🤖 AI Summary
This work addresses the lack of systematic evaluation of scientific agents in multi-turn interaction, multimodal evidence integration, and long-term memory utilization. To bridge this gap, we propose the first multi-turn, multimodal benchmark grounded in real-world scientific workflows, requiring agents to perform cross-paper retrieval, align textual and visual evidence, and answer complex questions demanding cross-document comparison and fusion of multiple figures within a short time horizon. The benchmark introduces a fine-grained, process-level evaluation framework that emphasizes active retrieval, multi-source fusion, and memory-augmented reasoning. Experimental results reveal that even state-of-the-art models achieve only 29.23% accuracy on the challenging test set, highlighting substantial room for improvement and providing the community with a reproducible evaluation platform.
📝 Abstract
Scientific research follows multi-turn, multi-step workflows that require proactively searching the literature, consulting figures and tables, and integrating evidence across papers to align experimental settings and support reproducible conclusions. This joint capability is not systematically assessed in existing benchmarks, which largely under-evaluate proactive search, multi-evidence integration and sustained evidence use over time. In this work, we introduce EpiBench, an episodic multi-turn multimodal benchmark that instantiates short research workflows.

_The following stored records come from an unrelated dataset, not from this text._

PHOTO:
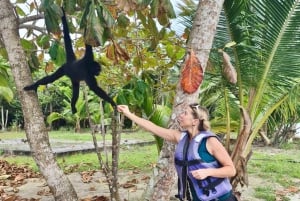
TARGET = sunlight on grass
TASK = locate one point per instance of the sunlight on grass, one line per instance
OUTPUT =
(131, 157)
(84, 136)
(265, 193)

Given a research task, agents must navigate across papers over multiple turns, align evidence from figures and tables, and use the accumulated evidence in the memory to answer objective questions that require cross paper comparisons and multi-figure integration. EpiBench introduces a process-level evaluation framework for fine-grained testing and diagnosis of research agents. Our experiments show that even the leading model achieves an accuracy of only 29.23% on the hard split, indicating substantial room for improvement in multi-turn, multi-evidence research workflows, providing an evaluation platform for verifiable and reproducible research agents.